Thursday, February 12, 2009

Cell Phones Part 2

In my previous post about cell phones, I forgot to cover how cell phone culture differs in Kazakhstan. It’s a really interesting example about how people’s behaviors adapt to their technical limitations.

So, in Kazakhstan, you are charged per second you are on the phone. This results in phone calls like:

Kaz Person: Hello.
Me: Hel-
Kaz Person: Where are you right now?
Me: I’m in Taraz.

Prompt hellos. Little chatting about how life is. Get to the point. Get off the phone. Don’t worry about saying goodbye.

Another difference is that you can’t screen your calls as easily. For one, there is no voice mail. Why? I have no idea. I work in a government office and we don’t even have a voice mail system. Or answering machines. Houses are the same. As are cell phones. So if an unknown number calls, do you just not answer it? Maybe, but then you’ll never learn who it is.

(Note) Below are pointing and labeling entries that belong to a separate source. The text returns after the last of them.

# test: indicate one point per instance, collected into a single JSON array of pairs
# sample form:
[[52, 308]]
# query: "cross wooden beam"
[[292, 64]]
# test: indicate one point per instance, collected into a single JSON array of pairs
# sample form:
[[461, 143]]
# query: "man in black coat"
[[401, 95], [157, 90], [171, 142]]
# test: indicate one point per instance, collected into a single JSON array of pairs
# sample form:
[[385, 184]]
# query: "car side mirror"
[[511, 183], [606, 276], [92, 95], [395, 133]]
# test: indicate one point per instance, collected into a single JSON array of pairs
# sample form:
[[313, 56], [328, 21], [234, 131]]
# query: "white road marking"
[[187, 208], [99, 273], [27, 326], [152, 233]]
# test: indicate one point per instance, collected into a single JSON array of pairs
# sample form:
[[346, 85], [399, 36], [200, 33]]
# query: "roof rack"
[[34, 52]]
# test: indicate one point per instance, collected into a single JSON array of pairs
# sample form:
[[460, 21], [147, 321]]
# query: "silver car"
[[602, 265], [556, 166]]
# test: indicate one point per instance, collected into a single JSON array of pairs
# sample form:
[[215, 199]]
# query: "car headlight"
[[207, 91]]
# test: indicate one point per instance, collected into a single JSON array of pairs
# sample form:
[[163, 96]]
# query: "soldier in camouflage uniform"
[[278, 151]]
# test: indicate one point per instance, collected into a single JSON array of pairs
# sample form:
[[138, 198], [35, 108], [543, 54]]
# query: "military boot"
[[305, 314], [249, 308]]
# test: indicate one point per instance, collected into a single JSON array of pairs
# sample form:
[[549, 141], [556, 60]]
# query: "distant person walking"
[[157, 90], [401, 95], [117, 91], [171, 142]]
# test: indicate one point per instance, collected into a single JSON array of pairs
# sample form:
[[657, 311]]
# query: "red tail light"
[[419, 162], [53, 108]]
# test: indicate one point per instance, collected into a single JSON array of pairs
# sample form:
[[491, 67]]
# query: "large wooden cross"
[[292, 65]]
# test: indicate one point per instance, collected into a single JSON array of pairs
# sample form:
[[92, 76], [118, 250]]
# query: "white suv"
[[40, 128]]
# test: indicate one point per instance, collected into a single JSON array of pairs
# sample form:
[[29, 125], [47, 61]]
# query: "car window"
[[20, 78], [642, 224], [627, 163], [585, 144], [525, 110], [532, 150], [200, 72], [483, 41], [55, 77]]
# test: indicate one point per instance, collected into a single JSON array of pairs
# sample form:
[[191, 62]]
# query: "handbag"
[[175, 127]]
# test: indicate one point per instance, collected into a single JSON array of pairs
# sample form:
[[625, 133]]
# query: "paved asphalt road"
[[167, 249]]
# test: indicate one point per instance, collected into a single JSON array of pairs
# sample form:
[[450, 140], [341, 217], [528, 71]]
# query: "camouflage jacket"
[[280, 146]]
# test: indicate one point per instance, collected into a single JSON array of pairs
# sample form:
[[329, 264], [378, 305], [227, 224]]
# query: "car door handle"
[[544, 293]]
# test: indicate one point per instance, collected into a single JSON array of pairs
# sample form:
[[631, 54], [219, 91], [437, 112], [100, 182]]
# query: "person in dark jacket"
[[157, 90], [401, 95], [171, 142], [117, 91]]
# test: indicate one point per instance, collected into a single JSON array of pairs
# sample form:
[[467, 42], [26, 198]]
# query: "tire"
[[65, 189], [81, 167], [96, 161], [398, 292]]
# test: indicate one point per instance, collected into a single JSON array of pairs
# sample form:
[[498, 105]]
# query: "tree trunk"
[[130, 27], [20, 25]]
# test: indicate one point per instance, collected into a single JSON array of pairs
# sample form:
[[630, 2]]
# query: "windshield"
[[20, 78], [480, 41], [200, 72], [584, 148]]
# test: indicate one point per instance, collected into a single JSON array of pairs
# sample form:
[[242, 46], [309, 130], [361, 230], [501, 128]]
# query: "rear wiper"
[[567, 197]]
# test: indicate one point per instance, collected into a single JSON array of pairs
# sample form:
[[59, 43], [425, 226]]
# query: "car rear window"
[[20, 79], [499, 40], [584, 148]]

And say you do know the number that’s calling. Do you let it go and call back at a more convenient time? Well if you do, it’ll be on your dime. Because when you pay as you call, you pick up when people call you. Because then they’re paying for it.

This system also results in an annoying practice of calling for one ring and then hanging up. So you might be sitting there and your phone rings. But by the time you get it out of your pocket the other person has already hung up. You see that it was Yerzhan calling, but you have no idea what he wanted. So you have to call him back using your credit if you want to find out. Some people abuse this system a lot more than others.